One approach to extracting the global 21-cm signal from total-power measurements at low radio frequencies is to parametrize the different contributions to the data and then fit for these parameters. We examine parametrizations of the 21-cm signal itself, and propose one based on modelling the Lyman-alpha background, IGM temperature and hydrogen ionized fraction using tanh functions. This captures the shape of the signal from a physical modelling code better than an earlier parametrization based on interpolating between maxima and minima of the signal, and imposes a greater level of physical plausibility. This allows less biased constraints on the turning points of the signal, even though these are not explicitly fit for.
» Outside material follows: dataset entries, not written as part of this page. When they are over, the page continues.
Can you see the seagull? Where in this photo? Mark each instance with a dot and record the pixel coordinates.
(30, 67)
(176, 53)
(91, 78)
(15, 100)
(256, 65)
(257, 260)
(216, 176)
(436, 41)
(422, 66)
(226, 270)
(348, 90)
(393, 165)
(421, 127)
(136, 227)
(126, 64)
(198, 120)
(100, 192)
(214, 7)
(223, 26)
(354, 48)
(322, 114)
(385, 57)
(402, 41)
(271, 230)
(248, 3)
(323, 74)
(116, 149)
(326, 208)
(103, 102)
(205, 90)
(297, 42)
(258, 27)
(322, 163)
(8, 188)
Biases can also be alleviated by discarding information which is less robustly described by the parametrization, for example by ignoring detailed shape information coming from the covariances between turning points or from the high-frequency parts of the signal, or by marginalizing over the high-frequency parts of the signal by fitting a more complex foreground model. The fits are sufficiently accurate to be usable for experiments gathering 1000 h of data, though in this case it may be important to choose observing windows which do not include the brightest areas of the foregrounds. Our assumption of pointed, single-antenna observations and very broad-band fitting makes these results particularly applicable to experiments such as the Dark Ages Radio Explorer, which would study the global 21-cm signal from the clean environment of a low lunar orbit, taking data from the far side.